Bildende Künstler und Jazzmusiker (oder auch moderne Komponisten wie
Schönberg oder später Stockhausen) entdeckten in der Kunst des Anderen
sich selbst, ihre eigenen Vorstellungen und Ideen. Der Jazzmusiker Bob
Brookmeyer beschrieb dieses Gefühl so: „Nachdem ich Klees farbige Quadrate gesehen hatte, im MoMa gewesen war und Drucke von Modigliani und
De Kooning besaß, eröffnete sich mir eine neue Welt des Gesichtssinns und
des Vergnügens. Nun konnte ich so sehen, wie ich hören konnte!“ Maler
versuchten Töne zu malen und Musiker Farben zu spielen.
Der Bassist Eberhard Weber, den wir dieses Jahr mit dem neuen Jazzpreis
für das Lebenswerk ausgezeichnet haben, nannte Mitte der siebziger Jahre
seine Band: Colours.
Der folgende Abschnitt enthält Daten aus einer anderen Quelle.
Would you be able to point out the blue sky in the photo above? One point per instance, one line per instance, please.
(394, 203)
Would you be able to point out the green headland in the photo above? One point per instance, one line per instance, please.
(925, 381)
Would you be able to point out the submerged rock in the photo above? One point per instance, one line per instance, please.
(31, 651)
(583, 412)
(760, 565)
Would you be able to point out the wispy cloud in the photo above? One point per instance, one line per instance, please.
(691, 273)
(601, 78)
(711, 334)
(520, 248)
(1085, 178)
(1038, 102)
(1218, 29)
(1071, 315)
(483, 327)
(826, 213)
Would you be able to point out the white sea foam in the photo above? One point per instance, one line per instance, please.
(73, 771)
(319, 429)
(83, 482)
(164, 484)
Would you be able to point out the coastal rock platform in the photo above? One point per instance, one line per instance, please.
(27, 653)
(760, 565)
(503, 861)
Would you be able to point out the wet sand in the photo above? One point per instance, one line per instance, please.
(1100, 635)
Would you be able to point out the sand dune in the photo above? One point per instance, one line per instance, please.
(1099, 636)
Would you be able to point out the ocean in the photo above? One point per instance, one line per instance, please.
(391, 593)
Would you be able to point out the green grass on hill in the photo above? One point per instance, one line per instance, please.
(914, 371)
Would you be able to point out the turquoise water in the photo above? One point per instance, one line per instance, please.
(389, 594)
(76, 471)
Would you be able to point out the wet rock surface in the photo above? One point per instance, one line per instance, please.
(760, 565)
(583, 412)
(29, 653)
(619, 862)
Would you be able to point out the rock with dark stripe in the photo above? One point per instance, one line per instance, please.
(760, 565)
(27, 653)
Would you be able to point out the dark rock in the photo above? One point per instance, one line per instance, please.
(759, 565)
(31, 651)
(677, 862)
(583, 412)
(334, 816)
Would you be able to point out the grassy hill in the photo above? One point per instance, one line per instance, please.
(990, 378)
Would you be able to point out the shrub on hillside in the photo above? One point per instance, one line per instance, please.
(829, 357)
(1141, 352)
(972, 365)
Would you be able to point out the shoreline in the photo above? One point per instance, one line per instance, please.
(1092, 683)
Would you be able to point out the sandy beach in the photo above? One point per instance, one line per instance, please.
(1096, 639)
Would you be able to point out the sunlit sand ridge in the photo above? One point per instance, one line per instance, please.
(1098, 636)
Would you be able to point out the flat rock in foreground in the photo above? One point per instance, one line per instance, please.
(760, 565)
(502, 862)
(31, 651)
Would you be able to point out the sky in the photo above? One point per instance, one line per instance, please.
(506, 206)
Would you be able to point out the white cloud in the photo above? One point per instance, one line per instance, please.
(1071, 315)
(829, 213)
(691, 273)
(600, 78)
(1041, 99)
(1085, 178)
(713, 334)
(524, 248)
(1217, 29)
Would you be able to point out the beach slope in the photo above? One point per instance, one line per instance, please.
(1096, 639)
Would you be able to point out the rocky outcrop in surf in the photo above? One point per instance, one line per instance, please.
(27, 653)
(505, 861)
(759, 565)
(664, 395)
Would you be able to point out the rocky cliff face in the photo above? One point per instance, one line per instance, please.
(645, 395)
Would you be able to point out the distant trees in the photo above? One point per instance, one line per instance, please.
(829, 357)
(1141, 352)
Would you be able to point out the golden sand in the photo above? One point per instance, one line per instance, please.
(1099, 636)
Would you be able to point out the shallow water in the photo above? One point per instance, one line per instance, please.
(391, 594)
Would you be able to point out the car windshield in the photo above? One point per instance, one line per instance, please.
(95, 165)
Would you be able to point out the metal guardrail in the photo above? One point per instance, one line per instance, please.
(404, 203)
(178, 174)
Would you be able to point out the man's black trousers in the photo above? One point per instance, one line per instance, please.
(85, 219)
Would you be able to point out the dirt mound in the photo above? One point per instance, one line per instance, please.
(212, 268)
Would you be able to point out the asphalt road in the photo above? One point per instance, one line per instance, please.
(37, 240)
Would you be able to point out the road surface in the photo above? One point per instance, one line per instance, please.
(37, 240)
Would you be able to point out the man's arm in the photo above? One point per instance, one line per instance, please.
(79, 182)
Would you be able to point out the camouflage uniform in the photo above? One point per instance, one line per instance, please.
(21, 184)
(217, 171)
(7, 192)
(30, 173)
Und wer seinen singenden Bass in den Ohren hat, der
weiß, hier hat einer mit seinem Instrument gemalt. Natürlich konnte die gegenseitige Inspiration nur gelingen, weil sowohl Musiker als auch Künstler
gegenseitig die hohe künstlerische Qualität anerkannten und sich darin wiederfanden.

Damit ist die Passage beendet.